River Conditions

Local rivers we frequent

Green River

2090 cfs

Provo River

199 cfs

Weber River

180 cfs


Updated: September 12th, 2019
By: Nick Teynor


September has been a wild ride so far. One week we're sweltering in the 90s, the next week we have 3-4" of snow in the high Uintas! We need the water, however, and I know our fish have appreciated the cooler temps and rain we've had the last couple of days. September is and has always been a transition month; our summer hatches are winding down, and our fall bugs haven't quite started. In short, it's time to head out with both big and little bugs in your boxes. We have some great resources to stay up to date on water conditions around the state, so please use them to plan your fishing trips. Even though the high mountains got snow, there are still plenty of fishing opportunities in the Uinta Mountains. Time to get out and explore!

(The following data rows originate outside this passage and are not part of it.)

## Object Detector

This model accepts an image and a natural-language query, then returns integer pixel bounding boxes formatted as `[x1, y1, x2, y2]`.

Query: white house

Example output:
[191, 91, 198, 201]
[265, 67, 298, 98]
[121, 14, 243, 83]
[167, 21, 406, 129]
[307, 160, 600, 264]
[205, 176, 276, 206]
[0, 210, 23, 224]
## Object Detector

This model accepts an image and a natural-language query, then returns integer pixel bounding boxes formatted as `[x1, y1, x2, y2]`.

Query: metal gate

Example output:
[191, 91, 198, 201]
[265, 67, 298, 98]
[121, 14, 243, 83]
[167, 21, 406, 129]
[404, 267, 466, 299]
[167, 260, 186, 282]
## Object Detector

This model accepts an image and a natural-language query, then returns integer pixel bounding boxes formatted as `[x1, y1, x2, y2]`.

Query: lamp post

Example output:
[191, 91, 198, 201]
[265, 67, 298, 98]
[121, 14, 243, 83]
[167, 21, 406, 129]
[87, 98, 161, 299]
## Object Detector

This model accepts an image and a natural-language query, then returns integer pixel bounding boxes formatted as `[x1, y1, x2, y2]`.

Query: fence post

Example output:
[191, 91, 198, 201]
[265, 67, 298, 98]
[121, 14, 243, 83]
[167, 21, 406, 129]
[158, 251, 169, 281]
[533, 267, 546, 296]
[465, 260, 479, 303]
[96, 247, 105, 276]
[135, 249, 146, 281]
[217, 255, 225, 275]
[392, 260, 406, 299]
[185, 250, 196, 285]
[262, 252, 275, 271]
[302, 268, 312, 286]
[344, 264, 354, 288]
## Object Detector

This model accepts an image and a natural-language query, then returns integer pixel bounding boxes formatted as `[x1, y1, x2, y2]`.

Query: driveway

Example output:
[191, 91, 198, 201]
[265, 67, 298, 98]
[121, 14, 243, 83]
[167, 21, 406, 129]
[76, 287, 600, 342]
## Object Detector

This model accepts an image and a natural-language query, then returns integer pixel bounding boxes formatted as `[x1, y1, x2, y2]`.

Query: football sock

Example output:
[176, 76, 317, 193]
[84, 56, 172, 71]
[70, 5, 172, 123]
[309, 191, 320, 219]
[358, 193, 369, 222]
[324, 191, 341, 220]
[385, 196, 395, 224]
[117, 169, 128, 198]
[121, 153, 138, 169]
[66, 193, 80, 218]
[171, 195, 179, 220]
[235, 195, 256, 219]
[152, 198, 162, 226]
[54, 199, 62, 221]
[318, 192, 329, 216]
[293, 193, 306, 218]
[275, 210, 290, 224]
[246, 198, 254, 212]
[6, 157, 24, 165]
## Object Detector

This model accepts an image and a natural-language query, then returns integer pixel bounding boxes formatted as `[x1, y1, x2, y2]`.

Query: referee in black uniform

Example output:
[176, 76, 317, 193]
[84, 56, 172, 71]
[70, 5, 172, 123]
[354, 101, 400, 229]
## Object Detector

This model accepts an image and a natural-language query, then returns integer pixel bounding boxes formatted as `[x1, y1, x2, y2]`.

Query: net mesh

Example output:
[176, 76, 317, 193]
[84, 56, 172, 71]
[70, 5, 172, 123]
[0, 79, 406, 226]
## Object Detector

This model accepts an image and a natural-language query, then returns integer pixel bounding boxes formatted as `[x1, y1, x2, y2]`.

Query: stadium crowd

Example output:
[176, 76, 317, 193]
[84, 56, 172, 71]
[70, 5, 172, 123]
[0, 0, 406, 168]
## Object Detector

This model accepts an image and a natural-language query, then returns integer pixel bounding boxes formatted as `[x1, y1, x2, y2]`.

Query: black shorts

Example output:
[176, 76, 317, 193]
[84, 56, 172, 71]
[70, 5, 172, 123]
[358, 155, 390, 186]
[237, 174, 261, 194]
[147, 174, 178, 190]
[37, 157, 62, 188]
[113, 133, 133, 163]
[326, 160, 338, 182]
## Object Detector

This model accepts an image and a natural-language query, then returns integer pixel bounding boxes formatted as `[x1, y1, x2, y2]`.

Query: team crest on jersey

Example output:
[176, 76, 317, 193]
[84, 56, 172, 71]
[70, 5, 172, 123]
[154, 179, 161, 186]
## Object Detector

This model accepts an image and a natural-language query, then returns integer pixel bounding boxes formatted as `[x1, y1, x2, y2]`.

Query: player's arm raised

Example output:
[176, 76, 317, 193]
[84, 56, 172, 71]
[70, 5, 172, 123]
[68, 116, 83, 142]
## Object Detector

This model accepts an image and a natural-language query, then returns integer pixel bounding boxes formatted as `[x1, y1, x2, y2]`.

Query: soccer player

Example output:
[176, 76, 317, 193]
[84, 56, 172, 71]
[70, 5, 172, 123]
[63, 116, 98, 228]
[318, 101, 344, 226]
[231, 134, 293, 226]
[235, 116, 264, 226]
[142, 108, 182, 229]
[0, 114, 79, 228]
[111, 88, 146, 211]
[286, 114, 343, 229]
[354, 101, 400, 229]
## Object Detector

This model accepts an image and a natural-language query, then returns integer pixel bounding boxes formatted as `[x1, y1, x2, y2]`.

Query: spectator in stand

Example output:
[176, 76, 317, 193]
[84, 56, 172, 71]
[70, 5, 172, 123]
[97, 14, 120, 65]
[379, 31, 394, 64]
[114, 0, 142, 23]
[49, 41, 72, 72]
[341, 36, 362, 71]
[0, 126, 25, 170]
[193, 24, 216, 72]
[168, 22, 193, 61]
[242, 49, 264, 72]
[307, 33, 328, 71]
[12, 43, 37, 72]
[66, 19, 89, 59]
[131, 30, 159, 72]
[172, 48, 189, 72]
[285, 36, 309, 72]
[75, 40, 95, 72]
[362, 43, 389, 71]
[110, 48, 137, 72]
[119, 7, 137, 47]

Check these gauges for updates on water levels!

1) Central Utah Water Conservancy District

2) USGS Streamflow


Fishing Conditions Summary:

Flows out of Jordanelle Reservoir are now 274 CFS.  This is still a lower flow than I would like to see, but it will make for easier wading. This lower flow will make the fish want to seek out deeper slots and holes, and the sunnier weather will make the faster pocket-water a good option to fish; especially during the middle of the day. The Lower Provo has dropped in flows, and is now flowing at 388 CFS. This drop in flows will make the Lower another option to go fish, but it will also make the fish want to seek out deeper water and structure. The flows out of Flaming Gorge Reservoir are bumping between 1,500 CFS-2,200 CFS. It is always smart to check the flows before you go out to Dutch John, especially this time of year. The Weber River below Rockport Reservoir, as of today, is flowing at 180 CFS. The Weber just below Echo Reservoir is now flowing at 258 CFS. This makes both the middle and upper-lower sections Weber good options to go explore.


Middle Provo:

Flows on the Middle Provo have been holding steady at 274 CFS. Keep in mind, however, that they pull water out of the river a mile or two below Jordanelle at the diversion dam; so flows below the diversion will be lower than those above it. As far as where you should look to fish, it is all about time of day. The obvious looking deep holes and runs have fished better during the mornings, evenings, and if/when we get cloud cover. Our Middle Provo fish will seek out deeper, faster, more oxygenated water during the heat of the day. So, don't overlook any fishy pocket-water! With the changing of the seasons, it would be wise to make sure you have your midge boxes with you. Midges typically hatch/lay their eggs in the mornings and evenings, and the fish will definitely be looking for them more and more. I would also still expect to see sporadic caddis activity in the mornings and evenings-especially up closer to Jordanelle Reservoir. The cloudier days have been creating better hatch conditions, and this time of year we can still see PMDs hatching, and the start of our Pseudocloeon Mayflies (Micro Baetis). Terrestrial flies such as ants, beetles, crickets, and hoppers will become very important to the fish as the grass continues to dry out. The hotter and drier the weather is, the closer these insects will migrate to the edge of the water. The windier the day is, the more likely these insects will get blown out of the grasses and trees-making terrestrials a viable food option for any opportunistic trout. 


Lower Provo:

Lower Provo flows are now at 388 CFS. With school starting up, and the weather cooling down, the tuber/raft traffic during the weekdays should slow down a little, which will make fishing the Lower more enjoyable. At these flows the fish will still usually hold closer to the banks, and around any form of structure (rocks, logs, seam lines,etc.) they can find. If you check it out, make sure you have Sow Bugs, a variety of small midge larva, pupa, and adult patterns, smaller PMD nymphs and dries, small Baetis nymphs and dries, Ants, Beetles, Hoppers, and all stages of Caddis. If all else fails try using flashy streamers to move some fish.


Weber River:

The Weber between Wanship and Coalville is, as of today, 180 CFS. This flow makes fishing between Rockport and Echo Reservoirs a good local option to check out. Expect to fish Midges (#18-#24), Micro Baetis (#20-#24), left over PMDs (#18-20), Caddis (#16-#18), and terrestrials throughout the river corridor. The Weber directly below Echo Reservoir is now running at 258 CFS. Down by Mountain Green and Ogden has also dropped, but it is still a pushy flow, so use caution.  Good Weber River flies to have in your boxes for this time of year are smaller Baetis nymphs, Caddis larva, Caddis Dries, Zebra Midges, Sow Bugs, Hoppers, and streamers in various sizes and colors. 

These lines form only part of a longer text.